The Care Quality Commission has published the first national picture of local authority adult social care performance, identifying strong leadership and prevention as the foundations of high-quality services while warning of persistent weaknesses in safeguarding, assessments, support for unpaid carers and transitions to adult services.

14/07/26

"Too much variation" in adult social care provision, CQC local authority assessments find

The Care Quality Commission (CQC) has published the findings from its first national programme of local authority assessments, concluding that while most councils are performing well in delivering adult social care, significant variation remains in the quality of support people receive across England.

The report, based on 143 published assessments carried out since December 2023, found that 60% of local authorities were rated 'Good', 35% 'Requires improvement', 3% 'Outstanding' and 2% 'Inadequate'. However, the regulator warned that many authorities judged 'Good' were only just above the threshold, while some rated 'Requires improvement' were close to either improving or declining further.

Drawing together findings from the first three years of assessments under Part 1 of the Care Act, the report identifies leadership as the single most important factor influencing people's experience of adult social care, from initial contact through to receiving ongoing support.

The CQC also identified prevention as a defining feature of high-performing authorities, finding that councils with effective strategies to support people's health, wellbeing and independence also tended to perform strongly in safeguarding, support for unpaid carers and transitions between children's and adult services.

The report highlights several areas where improvement is needed, including weaknesses in safeguarding governance, delays in care assessments and reviews, inconsistent identification and support for unpaid carers, and significant variation in how young people are supported through the transition from children's to adult services. Inspectors also found marked differences in approaches to co-production and commissioning, noting the absence of nationally consistent standards.
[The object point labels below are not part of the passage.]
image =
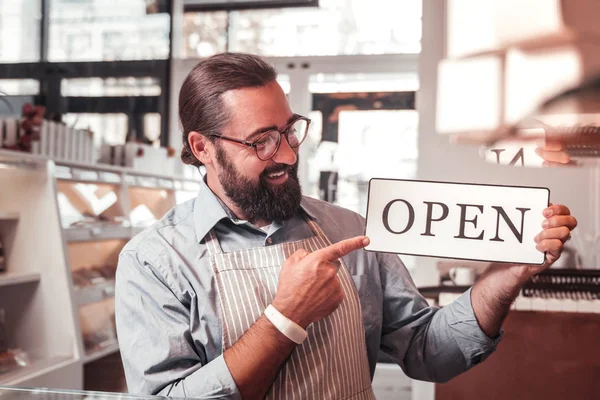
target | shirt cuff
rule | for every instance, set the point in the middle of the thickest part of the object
(213, 380)
(475, 345)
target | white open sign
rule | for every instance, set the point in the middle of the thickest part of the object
(456, 220)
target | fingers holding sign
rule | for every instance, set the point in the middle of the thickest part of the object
(308, 288)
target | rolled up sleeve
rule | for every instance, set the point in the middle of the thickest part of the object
(429, 343)
(158, 352)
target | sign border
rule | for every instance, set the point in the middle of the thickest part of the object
(450, 183)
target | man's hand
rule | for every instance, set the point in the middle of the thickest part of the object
(309, 289)
(556, 231)
(498, 287)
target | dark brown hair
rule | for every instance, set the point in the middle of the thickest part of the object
(201, 108)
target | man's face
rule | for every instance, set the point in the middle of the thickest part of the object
(261, 199)
(262, 190)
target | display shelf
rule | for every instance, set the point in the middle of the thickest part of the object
(85, 227)
(86, 234)
(40, 367)
(110, 348)
(94, 293)
(42, 323)
(9, 216)
(17, 278)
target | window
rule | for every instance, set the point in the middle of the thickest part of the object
(19, 87)
(106, 30)
(205, 34)
(99, 87)
(348, 26)
(19, 31)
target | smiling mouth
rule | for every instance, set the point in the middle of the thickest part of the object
(277, 177)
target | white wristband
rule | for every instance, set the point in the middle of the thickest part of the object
(289, 328)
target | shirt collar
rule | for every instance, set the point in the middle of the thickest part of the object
(209, 210)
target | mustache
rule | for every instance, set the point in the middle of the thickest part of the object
(277, 168)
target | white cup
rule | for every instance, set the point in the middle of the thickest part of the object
(462, 276)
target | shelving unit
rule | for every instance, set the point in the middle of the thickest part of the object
(37, 370)
(63, 230)
(41, 323)
(108, 349)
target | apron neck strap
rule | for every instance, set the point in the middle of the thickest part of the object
(212, 243)
(214, 247)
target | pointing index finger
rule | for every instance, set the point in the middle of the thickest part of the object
(341, 248)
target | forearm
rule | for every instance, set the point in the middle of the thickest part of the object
(256, 358)
(494, 293)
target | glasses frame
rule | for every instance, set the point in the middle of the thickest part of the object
(284, 131)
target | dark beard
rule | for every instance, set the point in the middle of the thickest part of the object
(261, 201)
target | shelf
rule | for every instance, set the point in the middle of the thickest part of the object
(35, 369)
(16, 278)
(95, 293)
(9, 216)
(86, 234)
(110, 174)
(107, 350)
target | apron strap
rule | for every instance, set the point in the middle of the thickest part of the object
(314, 226)
(212, 243)
(214, 247)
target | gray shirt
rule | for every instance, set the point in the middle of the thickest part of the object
(167, 308)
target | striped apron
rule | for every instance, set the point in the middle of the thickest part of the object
(332, 362)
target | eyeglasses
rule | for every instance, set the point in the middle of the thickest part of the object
(267, 144)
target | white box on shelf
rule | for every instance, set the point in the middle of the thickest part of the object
(59, 153)
(36, 147)
(11, 133)
(532, 77)
(81, 146)
(44, 138)
(51, 139)
(470, 94)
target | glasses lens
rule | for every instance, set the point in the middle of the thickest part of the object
(266, 145)
(297, 133)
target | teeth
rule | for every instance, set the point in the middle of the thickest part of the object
(276, 174)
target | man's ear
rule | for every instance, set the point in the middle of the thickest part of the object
(201, 147)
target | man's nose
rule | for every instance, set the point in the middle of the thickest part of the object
(285, 154)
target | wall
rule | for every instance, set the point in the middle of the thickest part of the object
(440, 160)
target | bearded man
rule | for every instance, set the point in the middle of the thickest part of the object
(251, 290)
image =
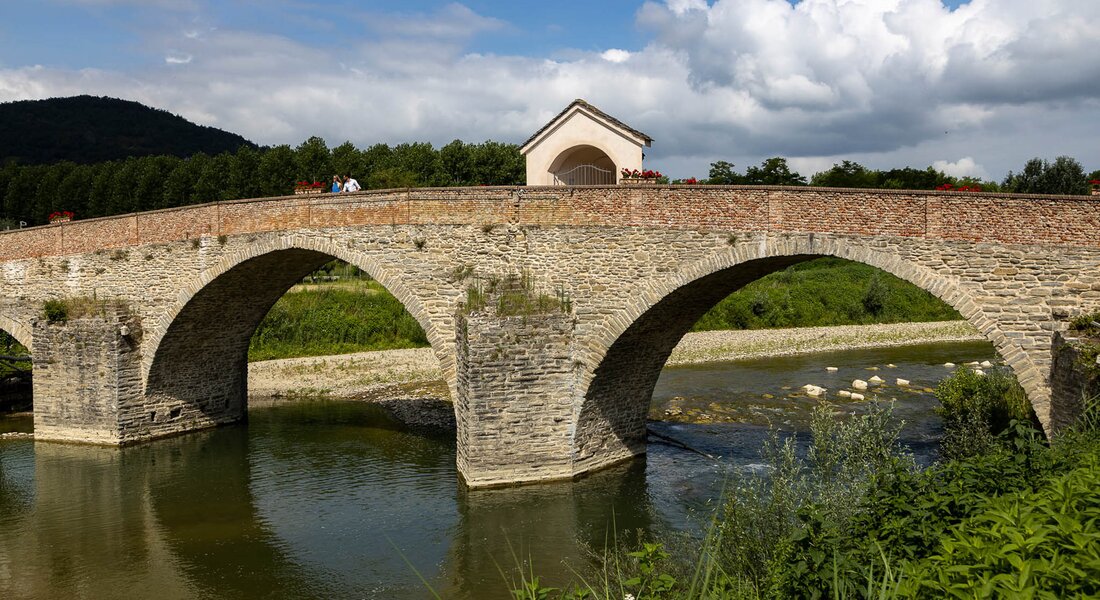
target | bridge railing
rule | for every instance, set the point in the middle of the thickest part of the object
(1059, 220)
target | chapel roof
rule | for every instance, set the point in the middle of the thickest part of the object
(594, 111)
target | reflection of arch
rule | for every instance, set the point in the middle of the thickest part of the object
(583, 164)
(629, 355)
(196, 353)
(18, 330)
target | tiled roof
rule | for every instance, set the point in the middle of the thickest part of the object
(581, 102)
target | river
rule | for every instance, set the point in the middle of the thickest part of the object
(333, 500)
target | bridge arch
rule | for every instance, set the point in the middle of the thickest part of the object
(19, 330)
(200, 344)
(584, 164)
(627, 356)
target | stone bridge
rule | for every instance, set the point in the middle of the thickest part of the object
(161, 305)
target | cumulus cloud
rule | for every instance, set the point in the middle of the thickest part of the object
(961, 167)
(888, 83)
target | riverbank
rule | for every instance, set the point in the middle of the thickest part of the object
(415, 373)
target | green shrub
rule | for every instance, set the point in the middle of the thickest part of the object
(1031, 544)
(334, 320)
(976, 408)
(760, 513)
(825, 291)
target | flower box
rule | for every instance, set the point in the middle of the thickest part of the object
(308, 187)
(61, 216)
(639, 177)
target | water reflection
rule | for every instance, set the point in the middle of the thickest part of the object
(328, 499)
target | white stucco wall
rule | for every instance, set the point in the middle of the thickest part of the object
(580, 129)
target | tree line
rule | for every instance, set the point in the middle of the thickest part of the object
(31, 193)
(1065, 175)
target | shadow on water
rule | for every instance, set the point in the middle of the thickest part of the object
(329, 499)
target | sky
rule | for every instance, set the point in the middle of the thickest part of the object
(970, 87)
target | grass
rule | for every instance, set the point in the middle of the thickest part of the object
(336, 319)
(825, 291)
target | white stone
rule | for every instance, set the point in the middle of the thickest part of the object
(813, 390)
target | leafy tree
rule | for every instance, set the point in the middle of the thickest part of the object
(314, 161)
(773, 172)
(348, 159)
(1065, 175)
(722, 173)
(911, 178)
(276, 172)
(494, 163)
(243, 181)
(213, 178)
(846, 174)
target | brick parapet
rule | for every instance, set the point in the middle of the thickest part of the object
(977, 217)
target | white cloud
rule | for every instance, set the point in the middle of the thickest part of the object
(615, 55)
(961, 167)
(888, 83)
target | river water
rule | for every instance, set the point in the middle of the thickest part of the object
(333, 500)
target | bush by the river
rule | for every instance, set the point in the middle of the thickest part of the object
(336, 318)
(825, 291)
(853, 517)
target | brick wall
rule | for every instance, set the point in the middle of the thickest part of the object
(978, 217)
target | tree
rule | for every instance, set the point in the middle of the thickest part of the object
(722, 173)
(773, 172)
(348, 159)
(276, 172)
(846, 174)
(1065, 175)
(312, 161)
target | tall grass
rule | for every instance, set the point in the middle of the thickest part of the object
(331, 319)
(825, 291)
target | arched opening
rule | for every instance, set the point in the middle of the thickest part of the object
(15, 379)
(613, 418)
(583, 165)
(198, 369)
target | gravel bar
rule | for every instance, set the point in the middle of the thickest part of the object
(359, 374)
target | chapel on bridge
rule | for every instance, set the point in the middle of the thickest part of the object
(583, 145)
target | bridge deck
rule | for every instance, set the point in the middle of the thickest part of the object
(976, 217)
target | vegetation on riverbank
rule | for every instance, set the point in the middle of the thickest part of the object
(328, 317)
(336, 318)
(851, 516)
(825, 291)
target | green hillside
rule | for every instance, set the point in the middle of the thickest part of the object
(87, 129)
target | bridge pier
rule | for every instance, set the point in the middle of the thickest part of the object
(516, 391)
(87, 375)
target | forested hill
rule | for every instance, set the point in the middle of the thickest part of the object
(87, 129)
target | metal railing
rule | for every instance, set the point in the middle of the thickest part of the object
(585, 175)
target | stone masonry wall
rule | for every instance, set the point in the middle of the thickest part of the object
(515, 397)
(87, 373)
(637, 263)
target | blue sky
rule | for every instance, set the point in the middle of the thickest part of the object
(975, 88)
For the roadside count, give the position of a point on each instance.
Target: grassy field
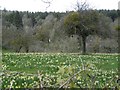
(104, 66)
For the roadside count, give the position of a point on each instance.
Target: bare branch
(47, 2)
(81, 5)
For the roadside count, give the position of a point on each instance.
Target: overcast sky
(56, 5)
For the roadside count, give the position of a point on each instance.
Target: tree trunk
(84, 44)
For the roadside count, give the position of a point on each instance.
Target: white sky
(57, 5)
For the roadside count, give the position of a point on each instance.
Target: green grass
(49, 63)
(26, 66)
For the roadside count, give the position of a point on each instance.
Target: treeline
(45, 32)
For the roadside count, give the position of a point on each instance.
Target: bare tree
(47, 2)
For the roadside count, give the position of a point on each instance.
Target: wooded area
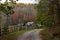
(49, 15)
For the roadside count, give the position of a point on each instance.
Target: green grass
(12, 36)
(46, 35)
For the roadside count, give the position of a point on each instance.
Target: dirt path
(31, 35)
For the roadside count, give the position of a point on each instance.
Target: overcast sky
(24, 1)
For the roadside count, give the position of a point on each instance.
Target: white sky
(24, 1)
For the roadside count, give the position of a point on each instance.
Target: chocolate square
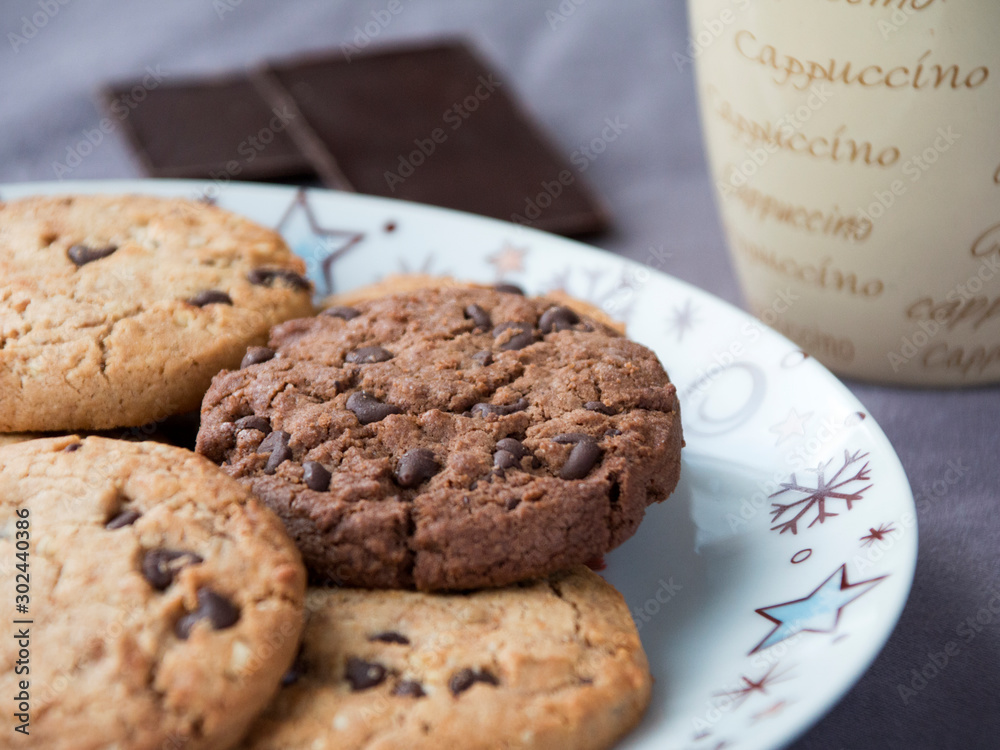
(430, 124)
(423, 123)
(210, 128)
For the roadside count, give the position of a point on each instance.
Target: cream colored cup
(855, 149)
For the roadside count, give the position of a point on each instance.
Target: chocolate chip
(273, 440)
(599, 406)
(390, 636)
(276, 443)
(571, 437)
(255, 355)
(82, 254)
(296, 671)
(585, 454)
(159, 566)
(210, 297)
(267, 277)
(254, 423)
(512, 445)
(478, 316)
(525, 337)
(123, 519)
(278, 456)
(485, 358)
(366, 355)
(509, 289)
(505, 460)
(369, 409)
(344, 313)
(217, 609)
(415, 467)
(315, 475)
(409, 689)
(466, 678)
(557, 319)
(502, 410)
(364, 674)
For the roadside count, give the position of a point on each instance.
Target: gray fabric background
(607, 59)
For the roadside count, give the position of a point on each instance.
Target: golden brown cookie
(164, 602)
(551, 664)
(118, 310)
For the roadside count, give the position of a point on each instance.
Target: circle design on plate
(701, 399)
(794, 359)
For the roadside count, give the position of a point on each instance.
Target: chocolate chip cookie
(448, 438)
(552, 664)
(164, 601)
(118, 310)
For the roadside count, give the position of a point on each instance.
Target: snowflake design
(877, 535)
(616, 298)
(815, 498)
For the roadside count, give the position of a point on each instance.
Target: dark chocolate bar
(430, 124)
(213, 128)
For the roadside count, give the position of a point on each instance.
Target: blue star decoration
(817, 613)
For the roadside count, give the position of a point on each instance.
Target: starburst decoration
(750, 686)
(767, 713)
(616, 299)
(682, 319)
(793, 424)
(877, 535)
(508, 259)
(815, 499)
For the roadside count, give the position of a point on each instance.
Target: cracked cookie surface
(166, 601)
(118, 310)
(448, 438)
(552, 664)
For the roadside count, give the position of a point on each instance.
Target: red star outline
(844, 586)
(351, 238)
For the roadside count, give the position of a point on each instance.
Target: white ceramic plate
(764, 587)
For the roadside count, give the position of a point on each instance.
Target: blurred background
(573, 64)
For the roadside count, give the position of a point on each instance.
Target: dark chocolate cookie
(449, 438)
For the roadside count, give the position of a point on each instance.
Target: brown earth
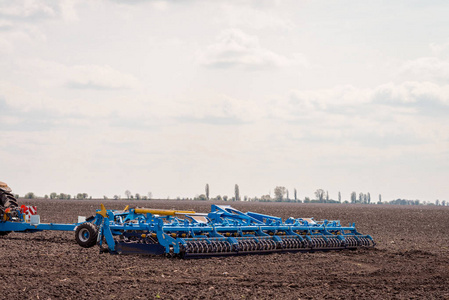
(410, 261)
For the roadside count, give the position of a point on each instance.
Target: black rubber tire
(7, 200)
(86, 235)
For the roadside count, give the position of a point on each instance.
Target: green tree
(30, 195)
(279, 193)
(353, 197)
(319, 193)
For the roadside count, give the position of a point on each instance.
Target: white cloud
(35, 9)
(426, 68)
(234, 48)
(250, 17)
(54, 74)
(100, 77)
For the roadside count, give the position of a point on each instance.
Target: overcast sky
(166, 96)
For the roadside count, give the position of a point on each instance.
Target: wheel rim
(84, 235)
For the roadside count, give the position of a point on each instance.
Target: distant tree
(279, 193)
(319, 193)
(30, 195)
(207, 191)
(353, 197)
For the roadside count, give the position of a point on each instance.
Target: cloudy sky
(166, 96)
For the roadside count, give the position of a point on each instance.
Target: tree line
(281, 194)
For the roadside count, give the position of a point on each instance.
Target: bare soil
(410, 261)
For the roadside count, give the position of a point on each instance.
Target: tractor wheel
(86, 235)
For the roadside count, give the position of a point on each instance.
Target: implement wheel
(86, 235)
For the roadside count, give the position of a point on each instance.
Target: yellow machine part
(5, 187)
(162, 212)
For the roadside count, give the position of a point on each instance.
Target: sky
(165, 96)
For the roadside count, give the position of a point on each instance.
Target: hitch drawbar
(222, 231)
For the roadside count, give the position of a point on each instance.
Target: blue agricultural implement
(223, 231)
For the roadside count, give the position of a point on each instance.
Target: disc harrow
(223, 231)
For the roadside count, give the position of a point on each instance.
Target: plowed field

Chris Badger, Chief Inspector of Adult Social Care, said: "This report represents a significant milestone – for the first time, we have a comprehensive national picture of how local authorities are meeting their responsibilities to meet people’s care and support needs across England. We found overall that local authorities are rising to meet some very real and very complex challenges, and there is much to celebrate in the commitment and skill we've seen from staff and leaders across the country. However, we found too much variation in the delivery of the key foundations of adult social care provision, highlighting a gap in national standards about what people, providers and partners can expect."

He added: "One of the more striking findings is that we did not find a statistically significant relationship between deprivation and performance. That doesn't mean deprivation doesn't matter – it absolutely does. But it tells us that strong leadership, effective commissioning and prevention strategies, as well as a genuine commitment to co-production can make a real difference regardless of local circumstances, and that good outcomes are possible in every context.

"Prevention also stood out as a critical theme. Where it's working well it runs through everything – from how carers are identified, to how transitions are managed, to how safeguarding concerns are picked up early. The local authorities that get prevention right tend to get a lot of other things right too."

Concluding, Badger said: "The findings in this report are not just a measure of where the sector is today – they are a roadmap for where it needs to go. We hope local authorities; their partners and national decision-makers will use these insights to drive the improvements that people relying on adult social care so urgently need."

Responding to the report, the Social Care Institute for Excellence (SCIE) said the findings illustrated both the strengths of the sector and the continuing inequalities in people's experiences of care.

Gerard Crofton-Martin, Interim Chief Executive at SCIE, said: "Stark variation has become a hallmark of social care in England. It is indefensible that some people receive timely, personalised support that enables independence and dignity, while others receive support that fails to meet even their basic needs.

"This report provides further evidence that too many people continue to be let down by weaknesses in the social care system. The findings on safeguarding, assessments and reviews, and transitions from children’s to adult services highlight areas where people can be exposed to significant harm.

"The report also highlights, however, what good care should look like. Where local authorities understand their communities, invest in proactive, preventive care, and commit to genuine co-production, people experience better outcomes."

Crofton-Martin said embedding best practice across the sector was now "mission-critical", adding that SCIE's work on national standards of care and new research on inequities in social care could help address the variation identified by the CQC.

Think Local Act Personal (TLAP) also welcomed the report, calling for greater focus on people's lived experiences rather than organisational performance alone.

Dr Clenton Farquharson CBE, Associate Director of TLAP, said: "The CQC findings remind us that good adult social care is not defined by the rating on a report, but by the lives people are able to live because of it. The strongest councils are those where people, families, carers, and communities help shape decisions from the beginning, not simply comment on them afterwards. Co-production is not an engagement exercise; it is a way of making better decisions, building trust, and creating services that reflect people’s real lives."

He added: "The report also reminds us that we must look beyond overall ratings. A council can be performing well overall, while some communities continue to experience poorer access, longer waits, or fewer opportunities. Equity means asking not only, ‘How is the system performing?’ but, ‘Who is benefiting, who is missing out, and what are we going to do about it?’

"The next stage of improvement should move beyond measuring whether the right processes are in place to understanding whether people experience greater choice, stronger relationships, more independence, and the opportunity to live gloriously ordinary lives. Ultimately, the measure of success is not whether a system works for organisations, but whether it works for the people who draw on support."